It seems an easy swim to the first of the two lake islands. The safety people warn against swimming alone in open water - even on a short crossing like this. But it is too late to turn back.
Rocky and weedy shallows compel the swimmer to wade for some distance on the far side of the island. Then back into the water, and into view of a wasp struggling and drowning. The swimmer dunks the straw hat and lifts the wasp clear of the water. Why rescue a wasp? At water level, the wasp seems like a fellow creature, rather than alien pest. The swimmer deposits it on a willow leaf on the island, where it vigorously chafes its wings and legs, grooming itself for takeoff.
Ashore on the island for a short rest, he stares up at the rustling leaves of the willows and cottonwoods. A weak south wind has started.

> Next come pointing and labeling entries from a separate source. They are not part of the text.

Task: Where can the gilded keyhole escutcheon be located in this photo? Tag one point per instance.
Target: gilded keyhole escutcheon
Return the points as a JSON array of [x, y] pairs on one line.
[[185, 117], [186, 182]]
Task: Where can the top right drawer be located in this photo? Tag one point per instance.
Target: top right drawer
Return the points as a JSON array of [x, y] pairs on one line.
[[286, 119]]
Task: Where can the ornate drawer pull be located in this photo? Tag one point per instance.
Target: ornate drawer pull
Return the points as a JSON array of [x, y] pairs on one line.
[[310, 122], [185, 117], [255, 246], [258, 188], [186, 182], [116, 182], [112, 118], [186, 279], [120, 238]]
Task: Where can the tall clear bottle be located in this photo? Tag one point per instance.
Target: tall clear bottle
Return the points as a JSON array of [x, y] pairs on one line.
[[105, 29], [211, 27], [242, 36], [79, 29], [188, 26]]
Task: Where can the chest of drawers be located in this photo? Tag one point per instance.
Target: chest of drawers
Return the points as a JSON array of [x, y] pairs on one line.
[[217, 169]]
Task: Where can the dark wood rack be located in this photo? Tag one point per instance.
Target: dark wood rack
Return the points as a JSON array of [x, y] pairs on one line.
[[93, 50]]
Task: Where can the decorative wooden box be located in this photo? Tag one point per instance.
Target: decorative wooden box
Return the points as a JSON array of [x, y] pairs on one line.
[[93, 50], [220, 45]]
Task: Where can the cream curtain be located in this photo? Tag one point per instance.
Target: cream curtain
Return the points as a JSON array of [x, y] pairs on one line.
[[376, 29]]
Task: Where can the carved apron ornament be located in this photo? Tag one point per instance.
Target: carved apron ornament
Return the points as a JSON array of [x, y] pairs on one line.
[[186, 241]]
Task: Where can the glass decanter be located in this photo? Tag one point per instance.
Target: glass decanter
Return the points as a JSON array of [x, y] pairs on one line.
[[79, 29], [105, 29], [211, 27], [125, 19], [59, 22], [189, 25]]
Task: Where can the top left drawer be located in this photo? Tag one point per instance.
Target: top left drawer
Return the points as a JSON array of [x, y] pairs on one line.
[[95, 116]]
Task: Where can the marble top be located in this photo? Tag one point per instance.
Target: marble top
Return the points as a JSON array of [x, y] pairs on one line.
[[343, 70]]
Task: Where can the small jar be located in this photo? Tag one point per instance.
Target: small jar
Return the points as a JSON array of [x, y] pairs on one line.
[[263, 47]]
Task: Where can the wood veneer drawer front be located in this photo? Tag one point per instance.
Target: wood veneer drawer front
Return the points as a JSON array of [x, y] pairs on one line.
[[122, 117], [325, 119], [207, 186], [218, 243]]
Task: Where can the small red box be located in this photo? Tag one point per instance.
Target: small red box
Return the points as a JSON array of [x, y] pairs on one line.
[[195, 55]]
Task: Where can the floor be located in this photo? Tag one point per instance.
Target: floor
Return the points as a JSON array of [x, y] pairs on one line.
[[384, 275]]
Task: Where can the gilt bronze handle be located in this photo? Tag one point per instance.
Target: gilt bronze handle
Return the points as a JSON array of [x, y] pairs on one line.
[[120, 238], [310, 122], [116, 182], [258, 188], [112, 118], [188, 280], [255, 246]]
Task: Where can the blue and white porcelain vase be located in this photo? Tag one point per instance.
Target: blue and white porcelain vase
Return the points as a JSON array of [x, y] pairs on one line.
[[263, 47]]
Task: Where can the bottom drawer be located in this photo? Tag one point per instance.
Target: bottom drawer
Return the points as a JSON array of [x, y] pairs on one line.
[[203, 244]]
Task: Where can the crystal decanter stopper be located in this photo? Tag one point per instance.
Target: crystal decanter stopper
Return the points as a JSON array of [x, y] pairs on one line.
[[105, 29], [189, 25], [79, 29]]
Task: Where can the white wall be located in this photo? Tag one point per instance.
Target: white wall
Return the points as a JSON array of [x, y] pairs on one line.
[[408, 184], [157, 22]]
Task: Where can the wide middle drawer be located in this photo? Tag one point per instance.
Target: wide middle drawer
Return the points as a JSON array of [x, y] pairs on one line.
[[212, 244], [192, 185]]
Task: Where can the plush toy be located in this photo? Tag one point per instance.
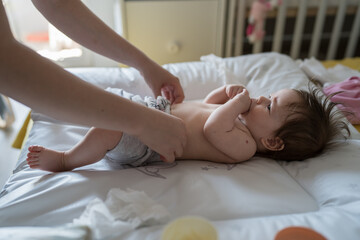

On the return swim against small waves that swamp the nose and eyes, the swimmer picks up shouts of laughter from a lakefront garden, where a man and woman are taking pictures. "You're swimming in a hat," the man calls, doubled up with merriment.
The swimmer treads water and explains his views about the need for protection from the sun. This need, he points out, is just as strong on the water as it is on land. Taking a swim for a little distance, to the island and back, is just like going for a walk. Unless the swimmer dunks his head, which he doesn't intend to do, the sun toasts his ears and head just as relentlessly on water as on land. There is no danger from the sun right now, but there was; and the best way to take the hat home is to wear it .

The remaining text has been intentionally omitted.